Milei Walks Back on Dollarization as Support Fades
- Stacey George
- April 11, 2026
- Policy
- 0 Comments
Based on Milei’s televised remarks and the absence of any formal repeal document in the evidence gathered here, his position now looks narrower than the campaign-era image of full dollarization. For crypto investors who once treated that pledge as Argentina’s clearest hard-money signal, the shift is meaningful, but it is still short of a documented legal repeal.
- Milei said in a Television Publica interview that Argentina is not moving to dollarization because the public does not want it.
- He framed the current approach as voluntary endogenous dollarization, with dollars allowed alongside pesos rather than replacing them by force.
- The verified evidence supports a softening or delay in policy, not a confirmed formal abandonment of dollarization.
Why Milei Is Backing Away From Dollarization
The closest original source identified in this run is Television Publica’s YouTube program Entrevista al Presidente de la Nacion Javier Milei – Economistas. In the April 9, 2026 El Cronista clip, Milei said the main obstacle to dollarization is that Argentines do not want to dollarize.
In plain terms, dollarization in Argentina would mean replacing the peso’s central role with the U.S. dollar in pricing, saving, and everyday settlement, a shift discussed in the TV Publica interview and contextualized in AP’s earlier reporting.

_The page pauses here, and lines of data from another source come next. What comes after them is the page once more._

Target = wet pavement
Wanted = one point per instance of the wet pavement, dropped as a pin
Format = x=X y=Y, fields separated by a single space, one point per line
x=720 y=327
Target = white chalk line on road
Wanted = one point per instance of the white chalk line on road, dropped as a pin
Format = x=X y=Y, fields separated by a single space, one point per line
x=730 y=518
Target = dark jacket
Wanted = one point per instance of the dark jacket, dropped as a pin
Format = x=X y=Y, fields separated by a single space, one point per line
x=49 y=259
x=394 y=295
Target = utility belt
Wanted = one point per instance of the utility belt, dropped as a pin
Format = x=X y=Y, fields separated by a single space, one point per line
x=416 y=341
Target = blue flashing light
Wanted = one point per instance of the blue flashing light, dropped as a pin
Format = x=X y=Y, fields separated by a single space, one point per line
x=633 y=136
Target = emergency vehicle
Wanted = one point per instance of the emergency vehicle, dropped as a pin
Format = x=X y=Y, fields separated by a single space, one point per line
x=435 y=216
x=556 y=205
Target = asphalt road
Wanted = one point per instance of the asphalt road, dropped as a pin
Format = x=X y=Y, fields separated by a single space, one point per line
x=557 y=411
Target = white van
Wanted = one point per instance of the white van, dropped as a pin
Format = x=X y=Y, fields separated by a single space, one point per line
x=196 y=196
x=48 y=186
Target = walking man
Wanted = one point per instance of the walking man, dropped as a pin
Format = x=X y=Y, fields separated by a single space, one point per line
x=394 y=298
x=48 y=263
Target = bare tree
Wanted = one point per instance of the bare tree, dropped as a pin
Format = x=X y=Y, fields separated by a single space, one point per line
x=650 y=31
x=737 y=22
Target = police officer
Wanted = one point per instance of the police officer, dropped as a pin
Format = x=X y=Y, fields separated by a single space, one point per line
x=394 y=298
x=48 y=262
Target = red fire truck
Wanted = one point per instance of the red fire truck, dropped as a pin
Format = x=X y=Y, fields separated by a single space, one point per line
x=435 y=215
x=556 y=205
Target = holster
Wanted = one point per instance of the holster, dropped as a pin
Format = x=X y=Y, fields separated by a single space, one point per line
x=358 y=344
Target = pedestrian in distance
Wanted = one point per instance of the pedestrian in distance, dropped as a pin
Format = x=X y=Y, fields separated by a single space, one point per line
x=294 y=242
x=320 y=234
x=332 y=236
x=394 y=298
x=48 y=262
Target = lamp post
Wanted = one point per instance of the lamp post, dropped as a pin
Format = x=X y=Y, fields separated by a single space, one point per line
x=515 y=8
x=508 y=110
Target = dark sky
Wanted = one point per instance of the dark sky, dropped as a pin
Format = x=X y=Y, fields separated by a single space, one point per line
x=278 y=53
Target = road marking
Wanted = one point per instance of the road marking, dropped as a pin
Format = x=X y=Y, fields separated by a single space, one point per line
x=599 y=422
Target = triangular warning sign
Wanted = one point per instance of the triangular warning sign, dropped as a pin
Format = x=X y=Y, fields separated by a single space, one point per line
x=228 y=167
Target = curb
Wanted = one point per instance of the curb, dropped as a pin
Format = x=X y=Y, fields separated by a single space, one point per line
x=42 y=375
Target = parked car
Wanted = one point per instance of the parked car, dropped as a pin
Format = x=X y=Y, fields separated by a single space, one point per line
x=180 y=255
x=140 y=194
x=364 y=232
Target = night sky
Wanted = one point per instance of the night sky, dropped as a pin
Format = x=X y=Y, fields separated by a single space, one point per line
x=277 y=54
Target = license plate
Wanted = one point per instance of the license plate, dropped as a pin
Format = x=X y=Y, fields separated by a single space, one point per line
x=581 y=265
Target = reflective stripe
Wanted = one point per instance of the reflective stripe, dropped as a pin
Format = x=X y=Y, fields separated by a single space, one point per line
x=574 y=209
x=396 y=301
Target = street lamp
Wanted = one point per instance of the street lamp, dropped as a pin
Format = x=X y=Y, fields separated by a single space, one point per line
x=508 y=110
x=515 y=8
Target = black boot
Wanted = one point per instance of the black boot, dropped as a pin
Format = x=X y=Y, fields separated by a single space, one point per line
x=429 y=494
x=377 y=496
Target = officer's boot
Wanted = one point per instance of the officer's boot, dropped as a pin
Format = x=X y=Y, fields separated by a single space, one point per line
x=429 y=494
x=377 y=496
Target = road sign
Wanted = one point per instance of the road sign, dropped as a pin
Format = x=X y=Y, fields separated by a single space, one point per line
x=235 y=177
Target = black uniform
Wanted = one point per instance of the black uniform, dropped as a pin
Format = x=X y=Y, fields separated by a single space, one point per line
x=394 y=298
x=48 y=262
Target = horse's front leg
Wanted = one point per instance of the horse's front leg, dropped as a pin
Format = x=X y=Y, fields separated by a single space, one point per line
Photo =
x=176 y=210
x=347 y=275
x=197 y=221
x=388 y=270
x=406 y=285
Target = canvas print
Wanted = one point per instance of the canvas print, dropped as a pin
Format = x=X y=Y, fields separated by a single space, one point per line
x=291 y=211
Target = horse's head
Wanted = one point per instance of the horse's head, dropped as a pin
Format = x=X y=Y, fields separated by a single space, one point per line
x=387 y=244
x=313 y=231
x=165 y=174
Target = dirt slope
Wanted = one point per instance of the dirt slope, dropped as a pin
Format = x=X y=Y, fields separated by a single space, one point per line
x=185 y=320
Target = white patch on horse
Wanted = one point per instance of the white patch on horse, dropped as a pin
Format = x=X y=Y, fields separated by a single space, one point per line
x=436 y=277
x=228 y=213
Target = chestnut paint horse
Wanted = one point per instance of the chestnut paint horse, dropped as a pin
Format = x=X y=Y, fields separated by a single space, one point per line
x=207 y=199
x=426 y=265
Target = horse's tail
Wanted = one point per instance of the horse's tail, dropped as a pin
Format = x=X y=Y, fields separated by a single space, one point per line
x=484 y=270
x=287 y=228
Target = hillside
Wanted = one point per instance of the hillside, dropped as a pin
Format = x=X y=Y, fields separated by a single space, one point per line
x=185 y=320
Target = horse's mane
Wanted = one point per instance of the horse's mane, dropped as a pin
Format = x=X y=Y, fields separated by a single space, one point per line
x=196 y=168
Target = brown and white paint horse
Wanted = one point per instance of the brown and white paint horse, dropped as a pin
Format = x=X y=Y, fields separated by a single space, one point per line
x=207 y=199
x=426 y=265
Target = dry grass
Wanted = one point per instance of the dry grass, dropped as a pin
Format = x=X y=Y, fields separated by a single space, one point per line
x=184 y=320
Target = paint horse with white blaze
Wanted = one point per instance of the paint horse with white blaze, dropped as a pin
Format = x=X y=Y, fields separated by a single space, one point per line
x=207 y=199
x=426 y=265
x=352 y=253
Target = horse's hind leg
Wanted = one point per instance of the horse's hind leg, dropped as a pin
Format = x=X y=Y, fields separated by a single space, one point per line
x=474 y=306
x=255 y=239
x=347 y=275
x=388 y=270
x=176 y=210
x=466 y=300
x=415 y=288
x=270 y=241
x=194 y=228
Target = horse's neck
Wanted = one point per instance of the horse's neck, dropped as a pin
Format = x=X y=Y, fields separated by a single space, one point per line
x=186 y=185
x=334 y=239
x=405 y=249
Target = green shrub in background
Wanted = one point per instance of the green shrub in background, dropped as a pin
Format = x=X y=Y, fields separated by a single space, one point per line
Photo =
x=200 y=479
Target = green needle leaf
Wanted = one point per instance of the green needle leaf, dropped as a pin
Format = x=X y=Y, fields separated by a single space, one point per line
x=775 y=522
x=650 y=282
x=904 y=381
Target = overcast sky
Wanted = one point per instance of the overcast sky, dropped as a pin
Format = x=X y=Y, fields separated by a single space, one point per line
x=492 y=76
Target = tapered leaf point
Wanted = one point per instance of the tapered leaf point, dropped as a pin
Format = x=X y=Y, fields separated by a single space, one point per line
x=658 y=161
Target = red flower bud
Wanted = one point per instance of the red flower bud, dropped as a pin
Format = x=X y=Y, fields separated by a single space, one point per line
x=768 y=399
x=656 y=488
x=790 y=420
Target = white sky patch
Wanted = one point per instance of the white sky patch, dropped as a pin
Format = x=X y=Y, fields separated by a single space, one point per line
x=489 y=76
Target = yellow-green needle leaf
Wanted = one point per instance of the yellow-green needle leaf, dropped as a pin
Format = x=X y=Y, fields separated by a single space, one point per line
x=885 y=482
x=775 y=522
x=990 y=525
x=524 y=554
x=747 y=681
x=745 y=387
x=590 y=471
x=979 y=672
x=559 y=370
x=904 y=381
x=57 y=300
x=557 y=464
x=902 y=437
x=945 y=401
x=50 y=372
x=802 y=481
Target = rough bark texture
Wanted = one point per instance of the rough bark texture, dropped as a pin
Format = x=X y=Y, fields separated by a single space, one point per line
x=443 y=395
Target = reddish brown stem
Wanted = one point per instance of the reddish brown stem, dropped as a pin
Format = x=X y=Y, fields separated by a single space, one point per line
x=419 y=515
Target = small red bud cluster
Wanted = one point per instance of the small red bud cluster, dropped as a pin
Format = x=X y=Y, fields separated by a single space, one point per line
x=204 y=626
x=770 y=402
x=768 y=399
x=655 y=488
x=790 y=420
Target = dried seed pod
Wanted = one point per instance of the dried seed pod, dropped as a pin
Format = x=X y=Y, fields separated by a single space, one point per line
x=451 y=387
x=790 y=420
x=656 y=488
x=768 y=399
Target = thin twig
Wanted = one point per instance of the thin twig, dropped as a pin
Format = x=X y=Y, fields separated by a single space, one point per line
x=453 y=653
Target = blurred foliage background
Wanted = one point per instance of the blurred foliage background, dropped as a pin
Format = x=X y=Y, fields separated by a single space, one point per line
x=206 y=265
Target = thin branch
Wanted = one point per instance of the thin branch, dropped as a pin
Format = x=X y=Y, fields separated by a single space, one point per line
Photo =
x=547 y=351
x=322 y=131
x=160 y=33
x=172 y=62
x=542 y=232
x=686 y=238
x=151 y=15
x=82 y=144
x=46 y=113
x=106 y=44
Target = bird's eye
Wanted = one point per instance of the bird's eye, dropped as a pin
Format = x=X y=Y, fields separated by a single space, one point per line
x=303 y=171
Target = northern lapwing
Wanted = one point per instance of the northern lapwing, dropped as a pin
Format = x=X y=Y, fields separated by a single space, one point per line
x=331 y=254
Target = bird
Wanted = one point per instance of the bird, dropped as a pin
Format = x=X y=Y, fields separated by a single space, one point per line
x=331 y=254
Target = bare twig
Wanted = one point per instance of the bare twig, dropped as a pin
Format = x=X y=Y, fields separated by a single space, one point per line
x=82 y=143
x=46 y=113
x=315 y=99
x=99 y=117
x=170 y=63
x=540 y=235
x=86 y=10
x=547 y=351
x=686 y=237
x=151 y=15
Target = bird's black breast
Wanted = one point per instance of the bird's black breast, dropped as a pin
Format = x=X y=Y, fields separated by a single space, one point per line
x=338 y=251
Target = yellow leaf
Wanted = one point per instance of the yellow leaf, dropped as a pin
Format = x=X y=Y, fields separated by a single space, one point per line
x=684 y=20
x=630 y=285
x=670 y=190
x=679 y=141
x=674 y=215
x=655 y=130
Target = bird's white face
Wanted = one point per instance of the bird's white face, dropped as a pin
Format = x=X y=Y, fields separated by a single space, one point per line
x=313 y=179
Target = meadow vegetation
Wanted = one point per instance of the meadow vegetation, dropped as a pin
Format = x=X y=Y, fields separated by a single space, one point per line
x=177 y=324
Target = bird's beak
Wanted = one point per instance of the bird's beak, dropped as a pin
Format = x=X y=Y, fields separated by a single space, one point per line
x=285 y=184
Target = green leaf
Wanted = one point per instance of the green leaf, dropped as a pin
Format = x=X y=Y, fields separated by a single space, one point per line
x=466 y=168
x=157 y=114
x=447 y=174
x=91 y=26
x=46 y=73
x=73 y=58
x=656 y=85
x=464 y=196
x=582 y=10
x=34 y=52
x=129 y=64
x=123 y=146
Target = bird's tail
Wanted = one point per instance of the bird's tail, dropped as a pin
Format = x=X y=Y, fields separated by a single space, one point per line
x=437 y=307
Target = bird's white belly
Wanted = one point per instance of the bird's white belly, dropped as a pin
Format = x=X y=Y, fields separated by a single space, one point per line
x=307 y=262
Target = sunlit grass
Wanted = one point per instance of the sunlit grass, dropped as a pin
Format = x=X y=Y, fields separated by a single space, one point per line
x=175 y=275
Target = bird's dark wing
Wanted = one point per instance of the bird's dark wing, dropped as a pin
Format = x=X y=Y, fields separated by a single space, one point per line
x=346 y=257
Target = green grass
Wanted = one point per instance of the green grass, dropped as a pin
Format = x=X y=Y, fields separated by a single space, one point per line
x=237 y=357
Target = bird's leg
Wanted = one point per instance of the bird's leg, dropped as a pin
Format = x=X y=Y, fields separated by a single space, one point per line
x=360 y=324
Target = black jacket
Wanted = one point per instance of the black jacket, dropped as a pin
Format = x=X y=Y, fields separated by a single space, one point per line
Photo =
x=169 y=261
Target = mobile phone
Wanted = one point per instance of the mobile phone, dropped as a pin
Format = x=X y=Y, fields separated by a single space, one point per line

But in the same El Cronista clip, Milei said his government favors endogenous dollarization, meaning Argentines can already transact in dollars if they choose rather than being pushed into a compulsory currency swap.
What the Shift Means for Argentina’s Economic Policy Path
That distinction matters because an endogenous model is a coexistence model, not an overnight abolition of the peso. AP reported on May 22, 2025 that Milei’s approach kept pesos in circulation while allowing both dollars and pesos, which is materially softer than the campaign image of a clean break.
Infobae reported on April 9, 2026 that Milei repeated he cannot advance to dollarization because people do not want it and tied that explanation to the debate over fiscal discipline and currency normalization. Because that reporting connects the remarks to governing constraints, the strongest reading is delay and softening, not proof of a formal policy burial.
Because the available evidence is still the TV Publica interview, the El Cronista clip, and Infobae’s confirmation, the stronger claim that Milei has formally abandoned dollarization remains unconfirmed. For investors parsing Argentine policy headlines, that process gap matters as much as the rhetoric, much like SEC Reviews NYSE Proposal for Grayscale Crypto ETF Options shows how market narratives can outrun formal approvals.
Why Markets and Crypto Watchers Still Care
AP’s estimate of more than $270 billion held outside Argentina’s financial system helps explain why the debate still resonates beyond domestic politics. When households already store that much value off the books in hard currency, any sign that the government is normalizing dollar use becomes relevant to savers, stablecoin users, and bitcoin holders alike.
Argentina already behaves like a partially dollarized economy in practice. The more than $270 billion reportedly held outside the formal system shows why Milei can argue for voluntary dollar use without proving that a forced replacement of the peso is politically necessary.
The same AP report also said Argentina lifted most currency controls in April 2025 as part of a $20 billion IMF-backed program, which means Milei’s latest comments fit an incremental normalization track more than a shock conversion plan. That credibility question is what crypto traders should watch next, just as balance-sheet and execution stories shape reactions to Nakamoto Reverse Stock Split Targets Nasdaq Compliance.
Because the AP reporting frames Milei’s path as coexistence, eased controls, and sequencing rather than instant peso removal, the story still matters to digital-asset audiences. The distinction is similar to other adoption narratives, including Iran Hormuz Crypto Tolls Mark State Adoption Milestone, where the real signal is not symbolism but whether the policy changes how people can hold and move value.
What Readers Should Watch Next
The next decisive signal is not another studio exchange but a formal document: a decree, legislative text, or central-bank measure defining how pesos and dollars coexist. Until one appears, the combined evidence from the TV Publica interview, El Cronista clip, and Infobae follow-up supports a narrower conclusion that Milei is stepping back from compulsory dollarization because public demand is weak.
Based on the TV Publica interview, the El Cronista clip, and Infobae’s confirmation, the takeaway is straightforward: Milei’s words lowered the probability of a forced peso-to-dollar conversion in the near term, but they did not prove the idea is legally dead. Argentina remains a live case study in voluntary hard-asset behavior, which is why bitcoin and NFT-native audiences still track the country’s monetary choices as a barometer of how states respond when trust in local currency stays fragile.
Disclaimer: This article is for informational purposes only and does not constitute financial or investment advice. Cryptocurrency and digital asset markets carry significant risk. Always do your own research before making decisions.